Николай неторопливо разбирал дорожные сумки, выкладывая на мое обозрение сокровища, которые были приобретены им во время долгих странствий: перламутровую раковину, кожаный кошелек, набитый билетами на оперы, которые ему довелось услышать, деревянную флейту, на которой, по его словам, он когда-нибудь научит меня играть, и локон золотистых волос, при взгляде на который – когда золотые концы блеснули в лучах солнца – шея Николая налилась кровью.

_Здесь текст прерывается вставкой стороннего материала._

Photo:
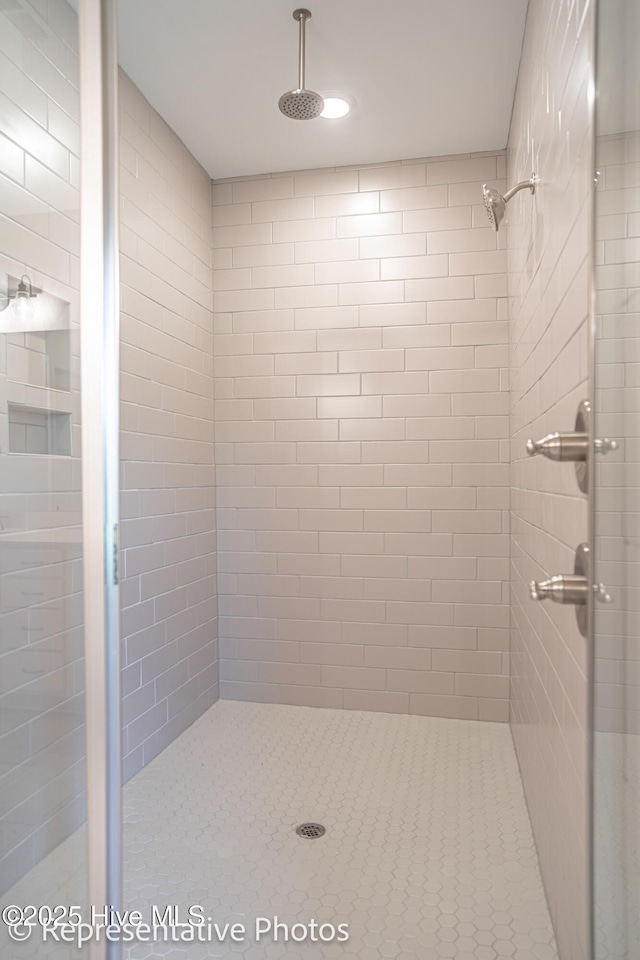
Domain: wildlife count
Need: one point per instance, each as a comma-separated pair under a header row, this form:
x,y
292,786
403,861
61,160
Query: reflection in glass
x,y
617,494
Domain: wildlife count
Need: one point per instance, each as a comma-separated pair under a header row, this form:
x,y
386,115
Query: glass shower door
x,y
47,576
616,521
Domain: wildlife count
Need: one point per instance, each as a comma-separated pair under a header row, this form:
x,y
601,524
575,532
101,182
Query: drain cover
x,y
310,831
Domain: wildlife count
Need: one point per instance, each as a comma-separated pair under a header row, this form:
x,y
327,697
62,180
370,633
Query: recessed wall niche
x,y
40,432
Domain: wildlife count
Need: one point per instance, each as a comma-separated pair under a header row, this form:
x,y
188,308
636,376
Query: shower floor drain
x,y
310,831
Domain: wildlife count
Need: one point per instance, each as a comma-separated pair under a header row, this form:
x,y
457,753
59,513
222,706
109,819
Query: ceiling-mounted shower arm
x,y
301,104
530,184
302,15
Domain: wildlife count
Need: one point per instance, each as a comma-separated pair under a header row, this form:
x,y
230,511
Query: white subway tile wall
x,y
549,242
168,492
362,439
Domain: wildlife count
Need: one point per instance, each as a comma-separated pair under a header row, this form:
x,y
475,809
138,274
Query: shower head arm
x,y
302,15
526,184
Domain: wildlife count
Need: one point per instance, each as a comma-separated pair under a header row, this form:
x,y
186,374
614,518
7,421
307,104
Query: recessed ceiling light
x,y
334,108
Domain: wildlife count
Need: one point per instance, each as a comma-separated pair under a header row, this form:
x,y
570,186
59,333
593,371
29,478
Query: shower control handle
x,y
561,589
561,446
572,588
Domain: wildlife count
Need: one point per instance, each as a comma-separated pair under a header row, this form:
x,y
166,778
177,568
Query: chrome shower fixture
x,y
496,204
301,104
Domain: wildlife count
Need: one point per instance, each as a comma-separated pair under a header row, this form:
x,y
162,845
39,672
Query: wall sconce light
x,y
22,300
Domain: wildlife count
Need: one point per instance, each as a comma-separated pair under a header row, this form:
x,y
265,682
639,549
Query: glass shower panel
x,y
42,707
616,538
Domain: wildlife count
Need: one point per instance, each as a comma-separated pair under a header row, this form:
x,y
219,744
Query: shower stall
x,y
291,465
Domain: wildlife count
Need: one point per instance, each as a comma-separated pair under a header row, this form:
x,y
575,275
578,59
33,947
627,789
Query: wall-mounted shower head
x,y
496,204
301,104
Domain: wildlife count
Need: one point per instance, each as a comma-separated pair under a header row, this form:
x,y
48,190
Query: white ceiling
x,y
430,77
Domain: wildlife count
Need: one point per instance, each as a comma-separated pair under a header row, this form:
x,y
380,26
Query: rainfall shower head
x,y
301,104
496,204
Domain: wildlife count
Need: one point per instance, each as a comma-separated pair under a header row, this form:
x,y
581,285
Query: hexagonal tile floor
x,y
428,852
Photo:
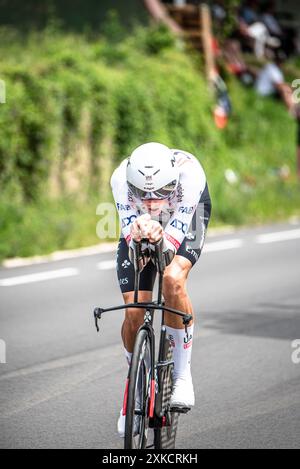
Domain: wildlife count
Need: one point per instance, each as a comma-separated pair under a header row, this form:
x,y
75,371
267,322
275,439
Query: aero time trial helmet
x,y
152,172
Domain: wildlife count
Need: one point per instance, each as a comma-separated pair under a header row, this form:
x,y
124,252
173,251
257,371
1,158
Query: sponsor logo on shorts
x,y
192,252
190,237
188,341
123,207
123,281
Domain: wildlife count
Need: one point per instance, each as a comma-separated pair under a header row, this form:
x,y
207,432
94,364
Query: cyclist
x,y
162,195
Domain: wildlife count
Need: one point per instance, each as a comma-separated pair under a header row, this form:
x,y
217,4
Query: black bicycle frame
x,y
150,307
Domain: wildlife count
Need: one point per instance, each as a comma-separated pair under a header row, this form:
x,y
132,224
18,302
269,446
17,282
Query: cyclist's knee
x,y
174,283
173,286
134,317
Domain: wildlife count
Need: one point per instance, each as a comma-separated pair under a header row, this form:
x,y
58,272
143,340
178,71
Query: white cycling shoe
x,y
183,393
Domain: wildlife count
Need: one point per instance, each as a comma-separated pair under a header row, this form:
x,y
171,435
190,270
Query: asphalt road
x,y
62,385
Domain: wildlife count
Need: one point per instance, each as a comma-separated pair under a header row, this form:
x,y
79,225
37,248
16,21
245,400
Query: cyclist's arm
x,y
193,182
126,210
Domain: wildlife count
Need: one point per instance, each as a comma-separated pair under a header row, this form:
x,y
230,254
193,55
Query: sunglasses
x,y
163,193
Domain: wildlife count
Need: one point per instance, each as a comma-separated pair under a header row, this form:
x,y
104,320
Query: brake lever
x,y
97,315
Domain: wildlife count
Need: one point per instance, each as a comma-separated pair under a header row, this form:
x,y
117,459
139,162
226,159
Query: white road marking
x,y
107,265
278,236
38,277
223,245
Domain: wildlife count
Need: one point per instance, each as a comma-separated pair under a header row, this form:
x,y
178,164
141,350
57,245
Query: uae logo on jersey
x,y
126,264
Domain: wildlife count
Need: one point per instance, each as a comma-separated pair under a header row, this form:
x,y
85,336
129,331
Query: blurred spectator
x,y
269,20
249,12
270,79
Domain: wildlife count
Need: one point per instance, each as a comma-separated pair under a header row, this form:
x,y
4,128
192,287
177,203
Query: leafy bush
x,y
76,107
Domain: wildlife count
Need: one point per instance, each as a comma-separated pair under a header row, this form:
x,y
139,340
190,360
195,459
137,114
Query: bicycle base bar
x,y
186,317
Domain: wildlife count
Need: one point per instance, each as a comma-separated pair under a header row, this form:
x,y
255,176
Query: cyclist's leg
x,y
176,296
176,274
134,317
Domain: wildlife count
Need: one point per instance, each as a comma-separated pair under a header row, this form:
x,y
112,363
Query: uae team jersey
x,y
181,205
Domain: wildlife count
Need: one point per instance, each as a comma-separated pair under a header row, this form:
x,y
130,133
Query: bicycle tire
x,y
165,436
137,420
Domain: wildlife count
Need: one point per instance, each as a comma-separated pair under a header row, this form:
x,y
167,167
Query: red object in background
x,y
220,117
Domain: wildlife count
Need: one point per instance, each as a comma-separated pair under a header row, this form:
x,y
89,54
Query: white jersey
x,y
181,205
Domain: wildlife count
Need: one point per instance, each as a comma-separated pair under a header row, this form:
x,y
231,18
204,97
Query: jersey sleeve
x,y
127,212
192,183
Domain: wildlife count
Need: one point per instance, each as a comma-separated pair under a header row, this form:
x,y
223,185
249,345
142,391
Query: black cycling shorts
x,y
190,248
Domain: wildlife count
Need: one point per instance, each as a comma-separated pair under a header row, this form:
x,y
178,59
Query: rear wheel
x,y
137,419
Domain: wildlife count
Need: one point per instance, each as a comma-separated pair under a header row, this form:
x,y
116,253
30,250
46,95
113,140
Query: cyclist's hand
x,y
155,232
139,227
144,227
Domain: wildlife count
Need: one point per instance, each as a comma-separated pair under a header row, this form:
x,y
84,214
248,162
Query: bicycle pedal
x,y
180,410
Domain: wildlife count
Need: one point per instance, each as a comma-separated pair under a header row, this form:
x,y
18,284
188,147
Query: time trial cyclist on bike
x,y
161,194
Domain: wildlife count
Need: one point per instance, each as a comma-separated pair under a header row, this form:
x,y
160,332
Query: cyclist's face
x,y
155,206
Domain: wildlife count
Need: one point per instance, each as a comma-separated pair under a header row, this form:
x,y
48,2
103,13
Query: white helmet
x,y
152,172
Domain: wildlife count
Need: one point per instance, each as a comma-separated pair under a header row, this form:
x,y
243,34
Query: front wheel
x,y
137,418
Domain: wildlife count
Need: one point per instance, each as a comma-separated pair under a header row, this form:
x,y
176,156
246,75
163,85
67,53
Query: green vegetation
x,y
75,107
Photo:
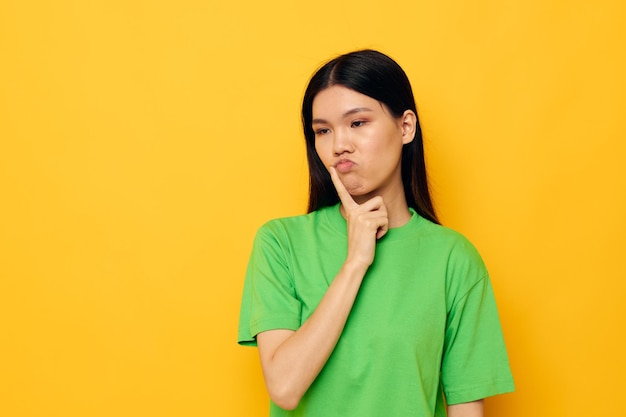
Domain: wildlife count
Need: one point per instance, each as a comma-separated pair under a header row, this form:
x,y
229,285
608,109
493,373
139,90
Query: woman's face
x,y
360,137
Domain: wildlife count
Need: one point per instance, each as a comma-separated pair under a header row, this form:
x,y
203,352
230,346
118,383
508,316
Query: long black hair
x,y
375,75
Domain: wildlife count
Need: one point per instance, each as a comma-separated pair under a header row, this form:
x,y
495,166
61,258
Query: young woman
x,y
366,306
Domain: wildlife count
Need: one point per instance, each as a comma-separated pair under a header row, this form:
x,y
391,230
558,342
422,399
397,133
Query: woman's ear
x,y
409,122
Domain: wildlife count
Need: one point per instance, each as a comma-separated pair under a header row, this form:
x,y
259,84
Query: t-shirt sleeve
x,y
269,300
475,363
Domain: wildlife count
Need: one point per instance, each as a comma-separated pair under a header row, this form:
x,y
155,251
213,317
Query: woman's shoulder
x,y
297,223
456,243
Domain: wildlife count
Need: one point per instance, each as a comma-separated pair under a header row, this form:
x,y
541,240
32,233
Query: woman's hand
x,y
367,222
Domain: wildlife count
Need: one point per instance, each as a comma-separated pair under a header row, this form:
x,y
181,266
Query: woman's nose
x,y
342,142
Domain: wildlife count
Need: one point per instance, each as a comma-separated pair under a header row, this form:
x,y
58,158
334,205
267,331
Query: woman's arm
x,y
291,360
471,409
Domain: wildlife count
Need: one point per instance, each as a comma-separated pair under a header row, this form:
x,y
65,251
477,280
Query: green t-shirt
x,y
424,324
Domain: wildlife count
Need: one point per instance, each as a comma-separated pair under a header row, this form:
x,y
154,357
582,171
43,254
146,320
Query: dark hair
x,y
376,75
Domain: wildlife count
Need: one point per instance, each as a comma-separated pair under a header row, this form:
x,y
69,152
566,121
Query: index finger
x,y
342,192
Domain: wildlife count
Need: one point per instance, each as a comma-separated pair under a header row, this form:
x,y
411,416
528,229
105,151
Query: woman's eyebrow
x,y
346,114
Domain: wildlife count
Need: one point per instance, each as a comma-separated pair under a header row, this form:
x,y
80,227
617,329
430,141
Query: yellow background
x,y
143,142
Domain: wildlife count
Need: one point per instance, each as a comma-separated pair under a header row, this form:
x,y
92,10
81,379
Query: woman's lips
x,y
344,166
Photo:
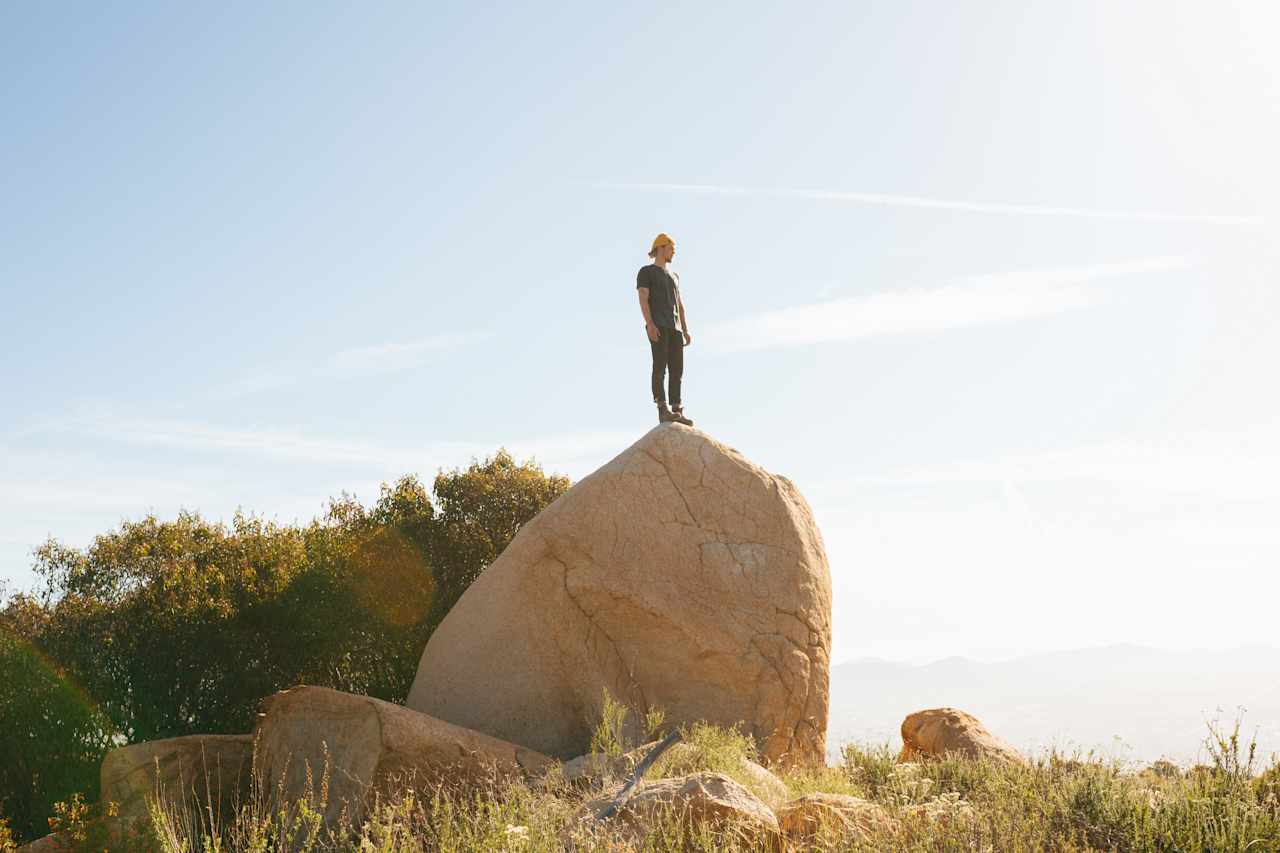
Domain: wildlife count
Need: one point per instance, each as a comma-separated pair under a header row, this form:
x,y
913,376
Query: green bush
x,y
53,739
179,626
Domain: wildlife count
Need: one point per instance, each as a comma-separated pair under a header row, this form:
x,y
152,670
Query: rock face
x,y
941,730
699,799
597,771
373,746
680,575
832,816
205,769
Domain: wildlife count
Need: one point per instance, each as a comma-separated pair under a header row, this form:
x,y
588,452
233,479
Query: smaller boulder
x,y
369,747
205,770
832,816
696,801
937,731
597,771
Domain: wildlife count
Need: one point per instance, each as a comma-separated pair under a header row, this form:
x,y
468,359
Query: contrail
x,y
891,200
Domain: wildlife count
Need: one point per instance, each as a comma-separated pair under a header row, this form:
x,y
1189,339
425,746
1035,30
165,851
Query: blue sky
x,y
993,283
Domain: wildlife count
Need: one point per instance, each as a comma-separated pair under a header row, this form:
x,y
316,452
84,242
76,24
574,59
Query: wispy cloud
x,y
352,361
978,300
575,454
385,357
895,200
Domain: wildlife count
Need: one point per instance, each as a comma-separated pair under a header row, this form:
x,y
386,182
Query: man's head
x,y
663,249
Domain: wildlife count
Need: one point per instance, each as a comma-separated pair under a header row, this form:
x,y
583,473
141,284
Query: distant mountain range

Он развернул акварель и спросил меня, не это ли одна из прекраснейших картин, которые мне только доводилось видеть. Я задохнулся от восторга при виде венецианского Гранд-канала. Мне не было известно ни одного места на земле, которое было бы таким красочным. Мы, не отрываясь, смотрели на него несколько секунд, затем он обернулся ко мне, и его лицо внезапно помрачнело.
– Мозес, – сказал он. – Очень важно, чтобы тебя не видел никто, кроме Ремуса. Это не навсегда, просто мы должны дать Господу время, чтобы Он указал, что нам делать. Если ты услышишь стук в дверь, ты должен будешь спрятаться вон там. – И он указал на платяной шкаф, а потом заставил меня полежать в нем, не производя шума.